To the Chinese creditors

  • Increase financing to Africa through diverse financing channels such as bilateral, commercial, and multilateral funding.
  • Continue practicing multilateralism, promoting creditor coordination, and increasing policy impact
  • Expand institutional capacity in monitoring and evaluation on overseas financing projects.
  • Focus on Africa’s endogenous needs by continuing to invest in infrastructure projects and human capital to tackle the bottleneck of Africa’s development and integration.
  • Develop theoretical frameworks to share experiences and learn from international experiences.

To African countries

  • Promote the country ownership principle, advocate for their financing needs, influence development financing policies, and lead development projects.
  • Develop long-term development capacities, including project management, fiscal governance, and data collection.
  • Diversify financing currencies and sources, including developing domestic development financing capacities.
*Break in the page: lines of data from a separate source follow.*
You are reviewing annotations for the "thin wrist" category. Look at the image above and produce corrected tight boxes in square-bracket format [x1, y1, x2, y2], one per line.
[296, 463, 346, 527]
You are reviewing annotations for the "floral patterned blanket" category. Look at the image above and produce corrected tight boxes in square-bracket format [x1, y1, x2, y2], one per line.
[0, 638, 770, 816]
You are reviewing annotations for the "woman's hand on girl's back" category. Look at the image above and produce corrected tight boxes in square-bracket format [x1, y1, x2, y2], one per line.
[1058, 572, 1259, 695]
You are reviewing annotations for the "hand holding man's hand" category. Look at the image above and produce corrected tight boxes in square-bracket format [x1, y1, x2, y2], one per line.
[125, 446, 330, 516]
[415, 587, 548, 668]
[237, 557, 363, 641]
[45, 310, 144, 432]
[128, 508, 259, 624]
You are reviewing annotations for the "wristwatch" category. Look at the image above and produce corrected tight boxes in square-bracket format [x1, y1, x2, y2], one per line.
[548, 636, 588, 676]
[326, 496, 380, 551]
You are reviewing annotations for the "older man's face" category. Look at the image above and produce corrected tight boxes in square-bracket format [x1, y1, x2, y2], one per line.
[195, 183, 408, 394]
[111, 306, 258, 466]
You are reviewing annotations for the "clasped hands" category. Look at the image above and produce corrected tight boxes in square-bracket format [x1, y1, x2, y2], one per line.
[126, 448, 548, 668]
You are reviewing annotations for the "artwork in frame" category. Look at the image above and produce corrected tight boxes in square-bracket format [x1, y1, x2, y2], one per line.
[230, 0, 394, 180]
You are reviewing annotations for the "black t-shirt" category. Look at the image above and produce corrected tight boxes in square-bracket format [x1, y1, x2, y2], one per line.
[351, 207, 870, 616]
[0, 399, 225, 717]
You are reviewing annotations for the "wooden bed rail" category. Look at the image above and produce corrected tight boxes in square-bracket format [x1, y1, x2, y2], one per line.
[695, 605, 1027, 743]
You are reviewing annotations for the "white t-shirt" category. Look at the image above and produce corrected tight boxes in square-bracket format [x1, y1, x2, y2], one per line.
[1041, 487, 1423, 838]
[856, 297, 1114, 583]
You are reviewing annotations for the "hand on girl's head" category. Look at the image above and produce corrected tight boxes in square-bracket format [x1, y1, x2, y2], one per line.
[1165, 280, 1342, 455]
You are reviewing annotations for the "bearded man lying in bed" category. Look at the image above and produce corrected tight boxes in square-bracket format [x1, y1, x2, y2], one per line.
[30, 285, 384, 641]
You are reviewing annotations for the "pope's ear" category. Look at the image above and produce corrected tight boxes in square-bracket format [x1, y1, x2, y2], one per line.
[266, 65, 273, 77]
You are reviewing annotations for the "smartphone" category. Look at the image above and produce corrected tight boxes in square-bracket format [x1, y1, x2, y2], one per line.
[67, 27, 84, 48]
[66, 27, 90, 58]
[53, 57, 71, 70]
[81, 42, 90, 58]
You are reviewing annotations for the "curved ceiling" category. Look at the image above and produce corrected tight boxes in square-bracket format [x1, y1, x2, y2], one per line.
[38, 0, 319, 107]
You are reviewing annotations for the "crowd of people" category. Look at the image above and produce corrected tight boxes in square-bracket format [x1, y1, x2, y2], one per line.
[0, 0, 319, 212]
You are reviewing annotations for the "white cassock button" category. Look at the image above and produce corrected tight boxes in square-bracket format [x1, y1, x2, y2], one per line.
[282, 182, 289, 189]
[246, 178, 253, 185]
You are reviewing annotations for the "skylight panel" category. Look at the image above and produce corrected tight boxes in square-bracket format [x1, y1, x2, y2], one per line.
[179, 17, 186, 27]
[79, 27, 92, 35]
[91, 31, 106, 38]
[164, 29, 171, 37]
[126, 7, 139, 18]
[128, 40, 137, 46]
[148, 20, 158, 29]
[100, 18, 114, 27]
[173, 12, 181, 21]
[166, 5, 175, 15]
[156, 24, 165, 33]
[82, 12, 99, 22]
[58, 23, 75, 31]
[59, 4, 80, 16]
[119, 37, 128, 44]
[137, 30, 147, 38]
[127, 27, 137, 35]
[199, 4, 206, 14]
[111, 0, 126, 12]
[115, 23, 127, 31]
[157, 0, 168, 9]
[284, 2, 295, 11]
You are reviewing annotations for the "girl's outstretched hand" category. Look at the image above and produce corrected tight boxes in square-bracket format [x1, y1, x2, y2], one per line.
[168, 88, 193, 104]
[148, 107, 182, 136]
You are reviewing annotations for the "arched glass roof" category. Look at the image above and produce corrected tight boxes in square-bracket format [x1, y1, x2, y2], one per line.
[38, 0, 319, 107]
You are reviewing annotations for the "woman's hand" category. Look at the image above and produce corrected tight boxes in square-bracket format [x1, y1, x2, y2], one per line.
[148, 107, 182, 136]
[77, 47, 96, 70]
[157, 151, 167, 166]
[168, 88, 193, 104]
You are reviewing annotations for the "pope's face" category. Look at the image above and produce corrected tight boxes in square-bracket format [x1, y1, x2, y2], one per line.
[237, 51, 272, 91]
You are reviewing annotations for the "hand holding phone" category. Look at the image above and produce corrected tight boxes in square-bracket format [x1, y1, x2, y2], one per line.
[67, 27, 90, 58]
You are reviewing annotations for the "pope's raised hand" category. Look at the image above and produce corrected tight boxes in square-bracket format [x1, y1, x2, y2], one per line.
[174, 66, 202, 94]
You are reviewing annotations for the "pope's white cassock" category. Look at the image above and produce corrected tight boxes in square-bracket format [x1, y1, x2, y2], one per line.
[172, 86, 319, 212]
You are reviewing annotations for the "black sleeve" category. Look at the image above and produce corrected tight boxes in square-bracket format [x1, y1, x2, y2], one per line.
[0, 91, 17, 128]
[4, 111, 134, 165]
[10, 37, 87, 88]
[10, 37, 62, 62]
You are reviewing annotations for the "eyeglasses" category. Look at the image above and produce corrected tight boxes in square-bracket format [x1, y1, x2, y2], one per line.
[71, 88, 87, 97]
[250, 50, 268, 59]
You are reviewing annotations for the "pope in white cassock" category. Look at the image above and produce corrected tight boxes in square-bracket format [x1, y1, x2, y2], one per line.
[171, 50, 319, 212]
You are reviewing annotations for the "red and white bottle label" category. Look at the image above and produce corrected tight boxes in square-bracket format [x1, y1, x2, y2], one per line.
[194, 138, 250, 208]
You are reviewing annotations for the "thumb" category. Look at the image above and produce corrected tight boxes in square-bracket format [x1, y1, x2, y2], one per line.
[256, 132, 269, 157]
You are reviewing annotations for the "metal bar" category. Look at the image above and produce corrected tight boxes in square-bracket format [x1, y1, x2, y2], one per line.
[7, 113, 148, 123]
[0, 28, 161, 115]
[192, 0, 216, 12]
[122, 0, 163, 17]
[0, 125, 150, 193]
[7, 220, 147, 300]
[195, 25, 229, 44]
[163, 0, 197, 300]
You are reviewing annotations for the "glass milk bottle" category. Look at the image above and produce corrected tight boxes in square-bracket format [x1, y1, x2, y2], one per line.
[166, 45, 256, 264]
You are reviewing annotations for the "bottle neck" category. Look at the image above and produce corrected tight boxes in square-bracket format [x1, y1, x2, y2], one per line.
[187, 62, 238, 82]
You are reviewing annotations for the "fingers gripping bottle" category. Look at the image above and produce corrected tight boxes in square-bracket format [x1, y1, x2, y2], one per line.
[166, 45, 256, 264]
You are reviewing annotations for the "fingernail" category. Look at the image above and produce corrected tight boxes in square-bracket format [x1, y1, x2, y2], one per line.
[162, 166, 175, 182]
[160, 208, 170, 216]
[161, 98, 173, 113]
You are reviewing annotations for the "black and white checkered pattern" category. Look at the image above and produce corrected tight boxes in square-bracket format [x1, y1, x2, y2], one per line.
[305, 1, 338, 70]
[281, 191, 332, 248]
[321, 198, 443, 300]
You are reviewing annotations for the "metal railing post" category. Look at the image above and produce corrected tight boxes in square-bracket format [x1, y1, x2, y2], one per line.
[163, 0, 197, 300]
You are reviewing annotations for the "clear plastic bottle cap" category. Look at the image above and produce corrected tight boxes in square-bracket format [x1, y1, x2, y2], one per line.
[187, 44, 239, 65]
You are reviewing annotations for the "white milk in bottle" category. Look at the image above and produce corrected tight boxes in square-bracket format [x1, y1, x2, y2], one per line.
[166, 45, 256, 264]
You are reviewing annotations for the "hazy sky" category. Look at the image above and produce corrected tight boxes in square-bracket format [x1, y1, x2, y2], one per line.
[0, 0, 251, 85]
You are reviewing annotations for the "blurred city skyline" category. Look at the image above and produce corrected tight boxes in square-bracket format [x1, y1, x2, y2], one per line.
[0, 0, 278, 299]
For the international community

  • Mobilize more resources to bridge the continent’s significant financing gap, focusing on Africa’s endogenous needs, with a strategic emphasis on infrastructure projects.
  • Multilateral creditors can leverage their advantages such as low-cost financing, to provide liquidity support and create fiscal space for long-term productive projects.
  • When assessing debt sustainability, it is necessary to consider the sustainability at a project level and the productive impacts of debt.
  • The newly established multilateral development banks funded by emerging economies can play a growing role in supporting global development
  • Commercial lenders are playing a more significant role in sovereign financing, which comes with corresponding responsibilities.

Edited by Lu Wei, Finance for Development Lab




[1] This report categorizes Chinese creditors as official (e.g. Export-Import Bank, China International Development Cooperation Agency, central bank) and non-official (e.g., commercial creditors, China Development Bank labeled as development finance creditor).  

[2] Wang, Y. & Xu, Y. (2023). China and Africa: A new narrative on debt sustainability and infrastructure financing. Journal of Infrastructure, Policy and Development, 7(1): 2181.